The Mexico - EU Free Trade Agreement is one of the most comprehensive trade agreements negotiated by the EU. Investors in either region are granted preferential access to goods and services, and investment security. Signed in 2000 and implemented in 2001, the first transatlantic FTA for the EU seemed successful as trade grew by 28.9% in its first two years. Mexico exported USD$23 Billion of products and services in 2015. Tariffs on Mexican exports to the EU began with a 82% tariff elimination and were set to phase out by 2013.

Modernization of the EU-Mexico Free Trade Agreement began with renegotiation in 2015, and will continue to push for a cut in tariffs on industrial goods. Previous alterations to the agreement advanced climate issues as well as trade liberation. Talks are set to begin during summer 2017, and all parties have made public comments with regards to their interest to renegotiate the agreement.

Germany and Mexico

As part of the EU - Mexico FTA, Germany is Mexico’s 4th largest export destination, making the EU - Mexico FTA the 2nd largest Free Trade Agreement region, with USD$6.83 Billion in total for 2015. Germany and Mexico are also part of the G-20 major economies that push for trade and diplomatic relations. Mexico’s main exports to Germany are cars, vehicle parts, electronics, and medical devices.

3. Japan - Mexico Free Trade Agreement

The Japan - Mexico Free Trade Agreement was Japan’s first comprehensive agreement with any country. Signed in 2004, and enforced in 2005, Japan has become Mexico’s 5th largest export destination with a USD$4.4 Billion in exports 10 years later. Commonly known as the Economic Partnership Agreement (EPA) relieved tariffs on goods and services, and was revised in 2011 to apply lower import tariffs on some agricultural products from Japan, as well as Mexican imports on auto parts, and paper for ink-jet printers. The partnership allowed more Japanese investment in Mexico because of its access to larger markets – the U.S. and Canada.

4. G3 and the Pacific Alliance

Colombia, Venezuela, and Mexico claim about 70% of the Greater Caribbean region.

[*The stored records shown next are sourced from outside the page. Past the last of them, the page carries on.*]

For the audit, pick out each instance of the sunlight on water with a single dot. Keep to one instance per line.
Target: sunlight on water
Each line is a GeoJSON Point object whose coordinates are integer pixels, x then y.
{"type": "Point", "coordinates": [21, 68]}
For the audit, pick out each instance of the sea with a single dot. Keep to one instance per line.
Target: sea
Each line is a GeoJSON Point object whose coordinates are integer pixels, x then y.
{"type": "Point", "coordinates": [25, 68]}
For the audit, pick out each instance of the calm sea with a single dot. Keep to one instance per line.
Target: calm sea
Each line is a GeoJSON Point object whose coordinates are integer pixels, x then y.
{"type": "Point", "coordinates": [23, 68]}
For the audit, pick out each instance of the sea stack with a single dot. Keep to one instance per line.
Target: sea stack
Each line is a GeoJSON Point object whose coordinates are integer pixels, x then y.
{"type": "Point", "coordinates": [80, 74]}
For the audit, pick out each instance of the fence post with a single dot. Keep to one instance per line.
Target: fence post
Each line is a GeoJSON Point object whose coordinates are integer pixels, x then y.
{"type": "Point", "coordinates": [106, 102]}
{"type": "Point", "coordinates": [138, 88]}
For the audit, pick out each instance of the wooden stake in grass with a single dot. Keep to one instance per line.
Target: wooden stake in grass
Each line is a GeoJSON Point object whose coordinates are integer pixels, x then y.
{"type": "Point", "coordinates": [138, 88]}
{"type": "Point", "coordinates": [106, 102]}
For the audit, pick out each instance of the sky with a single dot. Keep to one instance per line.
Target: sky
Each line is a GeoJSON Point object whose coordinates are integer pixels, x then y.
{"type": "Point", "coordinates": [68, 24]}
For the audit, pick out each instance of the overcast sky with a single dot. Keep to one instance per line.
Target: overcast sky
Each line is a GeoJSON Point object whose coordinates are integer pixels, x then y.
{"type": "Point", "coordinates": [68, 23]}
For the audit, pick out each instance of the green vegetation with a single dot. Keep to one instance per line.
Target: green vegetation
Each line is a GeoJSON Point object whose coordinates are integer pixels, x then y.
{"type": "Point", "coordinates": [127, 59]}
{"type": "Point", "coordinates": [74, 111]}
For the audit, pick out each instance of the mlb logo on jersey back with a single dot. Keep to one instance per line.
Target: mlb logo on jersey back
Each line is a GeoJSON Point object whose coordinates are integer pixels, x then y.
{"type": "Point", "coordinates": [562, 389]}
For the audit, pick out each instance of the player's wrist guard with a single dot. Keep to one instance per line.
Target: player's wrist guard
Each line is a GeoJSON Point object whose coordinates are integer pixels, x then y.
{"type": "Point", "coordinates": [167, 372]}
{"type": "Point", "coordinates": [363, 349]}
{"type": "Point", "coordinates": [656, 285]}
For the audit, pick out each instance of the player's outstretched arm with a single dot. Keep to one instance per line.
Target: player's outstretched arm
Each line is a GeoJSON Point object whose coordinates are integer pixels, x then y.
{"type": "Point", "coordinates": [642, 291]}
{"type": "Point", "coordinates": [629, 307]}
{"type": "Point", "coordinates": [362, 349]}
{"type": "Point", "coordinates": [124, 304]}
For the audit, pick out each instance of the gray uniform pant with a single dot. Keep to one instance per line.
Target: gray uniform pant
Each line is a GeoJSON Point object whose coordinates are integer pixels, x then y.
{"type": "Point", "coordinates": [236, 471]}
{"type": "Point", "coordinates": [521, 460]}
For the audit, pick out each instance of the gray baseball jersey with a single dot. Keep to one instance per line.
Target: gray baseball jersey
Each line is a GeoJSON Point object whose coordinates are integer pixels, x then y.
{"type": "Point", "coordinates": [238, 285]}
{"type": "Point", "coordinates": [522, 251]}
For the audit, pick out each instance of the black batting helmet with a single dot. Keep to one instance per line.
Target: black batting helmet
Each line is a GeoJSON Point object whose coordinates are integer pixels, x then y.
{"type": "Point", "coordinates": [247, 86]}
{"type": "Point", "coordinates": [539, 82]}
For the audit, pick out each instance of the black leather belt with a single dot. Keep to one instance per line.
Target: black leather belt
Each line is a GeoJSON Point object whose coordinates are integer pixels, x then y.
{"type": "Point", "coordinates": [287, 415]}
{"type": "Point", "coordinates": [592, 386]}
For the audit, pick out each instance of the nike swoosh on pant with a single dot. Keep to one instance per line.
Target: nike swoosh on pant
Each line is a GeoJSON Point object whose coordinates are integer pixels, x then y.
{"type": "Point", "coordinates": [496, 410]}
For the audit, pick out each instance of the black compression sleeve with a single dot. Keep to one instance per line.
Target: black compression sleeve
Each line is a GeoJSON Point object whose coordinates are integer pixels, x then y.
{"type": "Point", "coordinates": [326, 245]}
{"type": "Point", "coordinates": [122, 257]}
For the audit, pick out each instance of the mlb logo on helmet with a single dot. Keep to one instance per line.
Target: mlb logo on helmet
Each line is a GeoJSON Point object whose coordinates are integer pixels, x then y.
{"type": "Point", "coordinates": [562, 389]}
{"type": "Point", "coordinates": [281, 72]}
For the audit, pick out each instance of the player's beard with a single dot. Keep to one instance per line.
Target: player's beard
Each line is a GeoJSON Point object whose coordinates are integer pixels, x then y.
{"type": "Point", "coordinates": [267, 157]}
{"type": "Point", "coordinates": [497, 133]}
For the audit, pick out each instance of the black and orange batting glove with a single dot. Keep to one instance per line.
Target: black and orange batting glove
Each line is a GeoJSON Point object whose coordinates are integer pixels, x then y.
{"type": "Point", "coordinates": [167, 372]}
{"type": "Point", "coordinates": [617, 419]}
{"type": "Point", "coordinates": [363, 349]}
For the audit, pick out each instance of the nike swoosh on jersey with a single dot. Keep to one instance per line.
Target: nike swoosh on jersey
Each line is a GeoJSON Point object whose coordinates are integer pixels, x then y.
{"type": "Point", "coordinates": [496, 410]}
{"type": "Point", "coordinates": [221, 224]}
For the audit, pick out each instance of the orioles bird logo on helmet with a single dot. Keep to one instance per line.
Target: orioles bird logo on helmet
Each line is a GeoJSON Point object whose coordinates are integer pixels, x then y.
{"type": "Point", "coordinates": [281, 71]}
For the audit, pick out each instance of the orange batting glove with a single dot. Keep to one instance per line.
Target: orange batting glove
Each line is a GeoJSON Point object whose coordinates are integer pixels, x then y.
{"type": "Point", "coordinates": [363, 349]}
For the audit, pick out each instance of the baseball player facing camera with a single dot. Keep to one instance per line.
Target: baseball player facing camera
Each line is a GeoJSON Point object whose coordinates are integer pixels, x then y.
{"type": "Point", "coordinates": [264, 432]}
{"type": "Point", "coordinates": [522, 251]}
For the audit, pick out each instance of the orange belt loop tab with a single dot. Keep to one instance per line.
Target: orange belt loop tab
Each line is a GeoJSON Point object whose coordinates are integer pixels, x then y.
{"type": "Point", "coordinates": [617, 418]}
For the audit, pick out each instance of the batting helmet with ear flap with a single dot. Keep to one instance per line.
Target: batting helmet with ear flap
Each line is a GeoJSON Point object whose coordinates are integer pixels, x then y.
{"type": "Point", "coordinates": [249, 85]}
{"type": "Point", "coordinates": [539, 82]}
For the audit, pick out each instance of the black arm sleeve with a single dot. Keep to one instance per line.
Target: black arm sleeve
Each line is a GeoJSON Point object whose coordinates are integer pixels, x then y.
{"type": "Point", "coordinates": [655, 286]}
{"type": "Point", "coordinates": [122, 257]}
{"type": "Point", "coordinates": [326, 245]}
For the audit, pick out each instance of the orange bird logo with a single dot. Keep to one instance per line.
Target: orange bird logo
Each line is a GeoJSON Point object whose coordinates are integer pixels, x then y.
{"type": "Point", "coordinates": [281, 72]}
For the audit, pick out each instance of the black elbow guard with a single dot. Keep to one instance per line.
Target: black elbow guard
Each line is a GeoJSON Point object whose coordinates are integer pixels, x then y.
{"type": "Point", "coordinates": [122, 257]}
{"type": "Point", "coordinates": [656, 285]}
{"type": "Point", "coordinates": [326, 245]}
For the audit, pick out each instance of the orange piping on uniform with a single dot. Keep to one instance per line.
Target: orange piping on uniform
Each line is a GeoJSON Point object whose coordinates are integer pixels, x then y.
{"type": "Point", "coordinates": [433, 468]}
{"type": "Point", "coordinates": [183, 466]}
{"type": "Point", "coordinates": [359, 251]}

The three countries entered a Free Trade Agreement in 1995 that protects intellectual property rights, public sector investments, and eases off trade restrictions by annually lowering tariffs by 10% for 10 years. Venezuela left the agreement in 2006, but Colombia and Mexico still continue working under these stipulations. Colombia is Mexico’s 7th biggest export country with about USD$3 Billion dollars exported in 2015. Venezuela is lower on the export list with around USD$1.2 Billion.

After Venezuela's leaving, Colombia and Mexico entered into the Pacific Alliance FTA with Chile and Peru, which was signed in 2014. The four countries bordering the Pacific Ocean entered into a free trade partnership to boost Asian investment and integrate country economy. This FTA held a total value of about USD$28 Billion in Mexican exports in 2015.

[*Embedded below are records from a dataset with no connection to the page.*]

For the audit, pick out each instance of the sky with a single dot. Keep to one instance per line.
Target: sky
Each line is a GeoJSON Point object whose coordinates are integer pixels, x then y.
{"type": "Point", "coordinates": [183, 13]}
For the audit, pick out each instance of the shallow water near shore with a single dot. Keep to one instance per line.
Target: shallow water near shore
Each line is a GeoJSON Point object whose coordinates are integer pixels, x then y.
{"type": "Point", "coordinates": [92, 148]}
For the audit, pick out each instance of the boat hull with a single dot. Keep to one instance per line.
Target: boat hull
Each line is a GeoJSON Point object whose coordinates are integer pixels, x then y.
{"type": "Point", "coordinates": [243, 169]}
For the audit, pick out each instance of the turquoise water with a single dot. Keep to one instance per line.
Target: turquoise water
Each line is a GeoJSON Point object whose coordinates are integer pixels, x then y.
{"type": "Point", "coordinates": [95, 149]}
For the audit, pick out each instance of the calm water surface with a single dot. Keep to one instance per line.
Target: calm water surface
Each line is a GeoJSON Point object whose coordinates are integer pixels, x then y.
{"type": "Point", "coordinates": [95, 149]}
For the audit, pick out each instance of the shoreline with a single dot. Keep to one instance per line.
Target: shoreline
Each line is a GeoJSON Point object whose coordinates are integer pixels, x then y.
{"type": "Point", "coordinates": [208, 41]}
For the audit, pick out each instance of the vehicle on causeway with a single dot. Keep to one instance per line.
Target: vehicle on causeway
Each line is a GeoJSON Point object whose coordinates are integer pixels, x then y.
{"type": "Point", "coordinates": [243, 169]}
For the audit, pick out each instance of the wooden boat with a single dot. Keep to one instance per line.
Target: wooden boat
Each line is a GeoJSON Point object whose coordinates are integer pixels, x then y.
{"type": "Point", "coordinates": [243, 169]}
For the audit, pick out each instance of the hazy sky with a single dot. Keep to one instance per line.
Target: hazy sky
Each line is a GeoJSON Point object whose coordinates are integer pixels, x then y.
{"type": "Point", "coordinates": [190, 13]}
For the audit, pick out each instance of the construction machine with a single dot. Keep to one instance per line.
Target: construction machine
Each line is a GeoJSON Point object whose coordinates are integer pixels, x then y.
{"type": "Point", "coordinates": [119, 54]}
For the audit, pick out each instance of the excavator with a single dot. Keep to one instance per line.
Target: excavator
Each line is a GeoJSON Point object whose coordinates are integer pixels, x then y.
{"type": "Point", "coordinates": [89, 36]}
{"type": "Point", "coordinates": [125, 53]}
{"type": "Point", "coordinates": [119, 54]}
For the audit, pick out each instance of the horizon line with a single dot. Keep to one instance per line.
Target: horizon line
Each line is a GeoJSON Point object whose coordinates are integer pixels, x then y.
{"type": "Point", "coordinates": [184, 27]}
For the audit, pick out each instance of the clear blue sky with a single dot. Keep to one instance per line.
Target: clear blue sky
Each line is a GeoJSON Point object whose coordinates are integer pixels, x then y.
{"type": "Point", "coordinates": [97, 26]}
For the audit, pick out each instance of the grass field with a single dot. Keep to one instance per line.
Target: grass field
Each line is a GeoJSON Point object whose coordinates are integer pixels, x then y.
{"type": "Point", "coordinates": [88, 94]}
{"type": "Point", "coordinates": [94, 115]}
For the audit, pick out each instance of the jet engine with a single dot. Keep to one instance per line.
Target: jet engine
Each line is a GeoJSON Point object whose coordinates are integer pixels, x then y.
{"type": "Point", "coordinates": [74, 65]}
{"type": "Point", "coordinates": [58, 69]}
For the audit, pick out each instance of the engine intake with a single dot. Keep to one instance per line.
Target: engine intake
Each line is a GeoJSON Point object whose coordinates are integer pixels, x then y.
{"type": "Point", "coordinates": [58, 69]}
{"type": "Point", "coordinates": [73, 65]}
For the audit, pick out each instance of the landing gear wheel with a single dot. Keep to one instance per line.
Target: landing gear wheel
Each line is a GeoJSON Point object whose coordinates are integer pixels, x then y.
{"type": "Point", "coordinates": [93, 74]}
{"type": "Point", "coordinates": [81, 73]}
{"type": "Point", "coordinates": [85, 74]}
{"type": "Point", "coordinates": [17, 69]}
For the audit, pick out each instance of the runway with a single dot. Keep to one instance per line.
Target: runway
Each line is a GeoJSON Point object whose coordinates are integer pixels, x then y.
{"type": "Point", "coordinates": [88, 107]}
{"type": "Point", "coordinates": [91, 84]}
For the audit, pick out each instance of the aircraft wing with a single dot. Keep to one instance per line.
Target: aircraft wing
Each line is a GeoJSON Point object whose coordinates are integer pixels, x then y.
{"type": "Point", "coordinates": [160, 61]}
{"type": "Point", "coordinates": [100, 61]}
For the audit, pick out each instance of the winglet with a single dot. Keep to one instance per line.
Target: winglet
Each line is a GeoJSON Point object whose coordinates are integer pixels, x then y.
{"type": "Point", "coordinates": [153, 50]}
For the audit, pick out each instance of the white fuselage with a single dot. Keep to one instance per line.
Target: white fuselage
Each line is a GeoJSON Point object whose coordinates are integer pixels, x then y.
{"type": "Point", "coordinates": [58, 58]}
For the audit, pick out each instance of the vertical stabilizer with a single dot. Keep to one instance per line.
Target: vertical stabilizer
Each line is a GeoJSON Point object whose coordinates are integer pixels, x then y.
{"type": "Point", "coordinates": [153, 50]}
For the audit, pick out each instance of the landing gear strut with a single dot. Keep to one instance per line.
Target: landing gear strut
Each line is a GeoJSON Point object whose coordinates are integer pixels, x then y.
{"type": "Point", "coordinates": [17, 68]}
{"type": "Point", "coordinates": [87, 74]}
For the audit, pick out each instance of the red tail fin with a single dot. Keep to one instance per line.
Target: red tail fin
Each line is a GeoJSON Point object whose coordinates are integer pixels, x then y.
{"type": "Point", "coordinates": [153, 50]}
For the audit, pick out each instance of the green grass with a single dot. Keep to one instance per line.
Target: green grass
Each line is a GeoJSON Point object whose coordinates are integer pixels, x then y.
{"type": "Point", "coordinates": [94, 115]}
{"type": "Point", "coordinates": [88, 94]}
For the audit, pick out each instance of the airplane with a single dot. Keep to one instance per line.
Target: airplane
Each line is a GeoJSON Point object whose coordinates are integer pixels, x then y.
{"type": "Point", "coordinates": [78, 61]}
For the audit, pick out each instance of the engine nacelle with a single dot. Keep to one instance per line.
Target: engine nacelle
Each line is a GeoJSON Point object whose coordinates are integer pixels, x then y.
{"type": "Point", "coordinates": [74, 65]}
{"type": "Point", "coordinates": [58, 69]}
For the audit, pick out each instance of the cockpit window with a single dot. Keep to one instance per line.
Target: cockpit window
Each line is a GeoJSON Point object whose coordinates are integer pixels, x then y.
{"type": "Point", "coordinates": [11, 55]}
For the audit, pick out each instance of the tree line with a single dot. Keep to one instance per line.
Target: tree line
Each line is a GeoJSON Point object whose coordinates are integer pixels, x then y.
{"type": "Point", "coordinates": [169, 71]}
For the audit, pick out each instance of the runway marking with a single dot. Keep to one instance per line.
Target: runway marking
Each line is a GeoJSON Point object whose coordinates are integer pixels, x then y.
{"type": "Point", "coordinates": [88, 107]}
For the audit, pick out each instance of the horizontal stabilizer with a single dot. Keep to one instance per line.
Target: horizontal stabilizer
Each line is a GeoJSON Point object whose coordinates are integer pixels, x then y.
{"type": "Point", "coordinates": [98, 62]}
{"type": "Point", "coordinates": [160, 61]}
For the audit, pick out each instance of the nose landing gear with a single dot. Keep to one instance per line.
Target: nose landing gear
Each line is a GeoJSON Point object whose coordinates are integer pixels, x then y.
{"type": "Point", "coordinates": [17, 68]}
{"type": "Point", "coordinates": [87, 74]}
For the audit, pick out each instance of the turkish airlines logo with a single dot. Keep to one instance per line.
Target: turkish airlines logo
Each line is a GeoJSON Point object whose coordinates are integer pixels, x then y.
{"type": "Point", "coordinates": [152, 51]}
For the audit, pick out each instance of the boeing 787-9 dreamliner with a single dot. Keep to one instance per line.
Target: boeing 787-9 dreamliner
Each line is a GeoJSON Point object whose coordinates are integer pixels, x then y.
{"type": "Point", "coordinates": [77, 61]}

5. Central America - Mexico FTA

In 2011, Mexico and the Central American countries, Guatemala, Costa Rica, Honduras, El Salvador, and Nicaragua signed an agreement, and was slowly enforced in all countries a couple years following. Mexico's agreement began with an alliance along the Northern Triangle, El Salvador, Guatemala, and Honduras, but included the other countries shortly after. The agreement maintained similar stipulations to NAFTA, which included little to no tariffs on goods and services, and garnered around USD$5 Billion in Mexican exports in 2015.

I - 69

Super Hwy 69 (281) after cross US-Mex Borader, go through Reynosa, then take Mexican Hwy 40 to Monterrey. it will connect to Pan-American Hwy (about 15,000 km) which is the longest highway in the world.